Partners across Asia

MediBloc, however, has had notable success in getting partners, at least in Asia; according to Kho, now eight medical institutions across the region and 14 tech companies, including Deloitte Anjin LLC, Deloitte’s Korean branch, have signed up to test MediBloc’s system.

Dawn Lee, the startup’s business development manager, told CoinDesk that the company got the South Korean government’s attention as one of the first blockchain companies to run an initial coin offering (ICO) in Korea, in December 2017.

This, and the fact that MediBloc’s founders, Kho and Eunsol Lee, are doctors, helped to develop relationships with government officials and actual hospitals.

As a result, it was selected as a provider of blockchain technology for two government-funded projects, with Bundang Seoul National University and Seoul St. Mary’s Hospital, Lee said.

That record of working with big medical institutions led the Laboratory of Medical Imaging and Computation to approach MediBloc, she said. “The MGH Lab came across our company, we started talking in early spring, signed a deal in summer and we’ve just started the research.”

MediBloc’s main focus now is building an ecosystem upon which other startups can build their apps for various ways to use and exchange health data.

A testing environment version of the blockchain was launched in August, the network is expected to go live before the end of the year and become fully functional in the second quarter of 2019, Kho said. MediBloc’s public blockchain will use the delegated proof of stake consensus method and is currently relying on 10 nodes — on the mainnet, the number will be 21, Kho said.
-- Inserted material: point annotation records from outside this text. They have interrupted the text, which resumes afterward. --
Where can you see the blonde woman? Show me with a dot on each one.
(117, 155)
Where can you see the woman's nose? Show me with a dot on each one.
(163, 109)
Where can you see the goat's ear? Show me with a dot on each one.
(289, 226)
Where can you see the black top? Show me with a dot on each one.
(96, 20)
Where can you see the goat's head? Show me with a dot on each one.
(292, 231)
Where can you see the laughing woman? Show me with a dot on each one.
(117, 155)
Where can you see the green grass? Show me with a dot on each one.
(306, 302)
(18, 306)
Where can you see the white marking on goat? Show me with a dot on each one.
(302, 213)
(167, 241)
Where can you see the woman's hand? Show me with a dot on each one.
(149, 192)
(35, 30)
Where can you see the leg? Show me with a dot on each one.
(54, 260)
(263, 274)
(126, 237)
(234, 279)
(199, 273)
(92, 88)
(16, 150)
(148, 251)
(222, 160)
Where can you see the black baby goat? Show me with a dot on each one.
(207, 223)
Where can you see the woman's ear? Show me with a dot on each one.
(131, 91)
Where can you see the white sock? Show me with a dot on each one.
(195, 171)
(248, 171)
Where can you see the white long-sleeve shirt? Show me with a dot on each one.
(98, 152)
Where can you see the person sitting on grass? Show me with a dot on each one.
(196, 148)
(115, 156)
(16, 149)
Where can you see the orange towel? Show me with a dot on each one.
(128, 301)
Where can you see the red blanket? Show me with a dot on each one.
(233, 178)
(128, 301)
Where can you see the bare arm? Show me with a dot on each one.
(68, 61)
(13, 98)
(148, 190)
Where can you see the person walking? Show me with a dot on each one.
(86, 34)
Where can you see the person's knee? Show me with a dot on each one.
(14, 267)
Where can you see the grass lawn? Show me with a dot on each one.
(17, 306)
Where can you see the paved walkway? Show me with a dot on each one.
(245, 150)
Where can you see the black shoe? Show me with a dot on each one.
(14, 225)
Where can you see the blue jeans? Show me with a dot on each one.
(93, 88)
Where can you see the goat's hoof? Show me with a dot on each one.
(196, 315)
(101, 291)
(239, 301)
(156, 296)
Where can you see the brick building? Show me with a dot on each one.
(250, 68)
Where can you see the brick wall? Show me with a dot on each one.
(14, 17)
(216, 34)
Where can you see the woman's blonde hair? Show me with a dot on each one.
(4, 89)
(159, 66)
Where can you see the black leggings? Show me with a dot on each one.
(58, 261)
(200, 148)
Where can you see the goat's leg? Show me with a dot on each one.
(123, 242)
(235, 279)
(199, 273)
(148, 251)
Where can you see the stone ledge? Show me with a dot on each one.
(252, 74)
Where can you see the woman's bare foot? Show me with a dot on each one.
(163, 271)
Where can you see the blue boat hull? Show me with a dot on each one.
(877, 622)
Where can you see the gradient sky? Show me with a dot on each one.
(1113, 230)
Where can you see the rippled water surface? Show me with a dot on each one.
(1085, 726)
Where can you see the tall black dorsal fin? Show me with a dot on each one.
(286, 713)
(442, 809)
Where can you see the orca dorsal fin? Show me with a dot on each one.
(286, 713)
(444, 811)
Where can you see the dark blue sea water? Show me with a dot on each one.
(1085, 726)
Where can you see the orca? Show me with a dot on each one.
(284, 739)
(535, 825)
There are also apps in the works by MediBloc planned to go live in the first half of 2019. One of them, currently in a beta testing phase with 300 users, is designed for patients to sell the information about their symptoms and the prescriptions they get to MediBloc. After that MediBloc will analyze that data and sell the analysis to pharmaceutical and insurance companies.

In the future, users will be able to sell or share their data directly to the buyers, without MediBloc as an intermediary, Kho told CoinDesk.

The main goal of this all is to let patients independently decide what to do with their information.

“We make patients the mediums of their own data,” Lee concluded.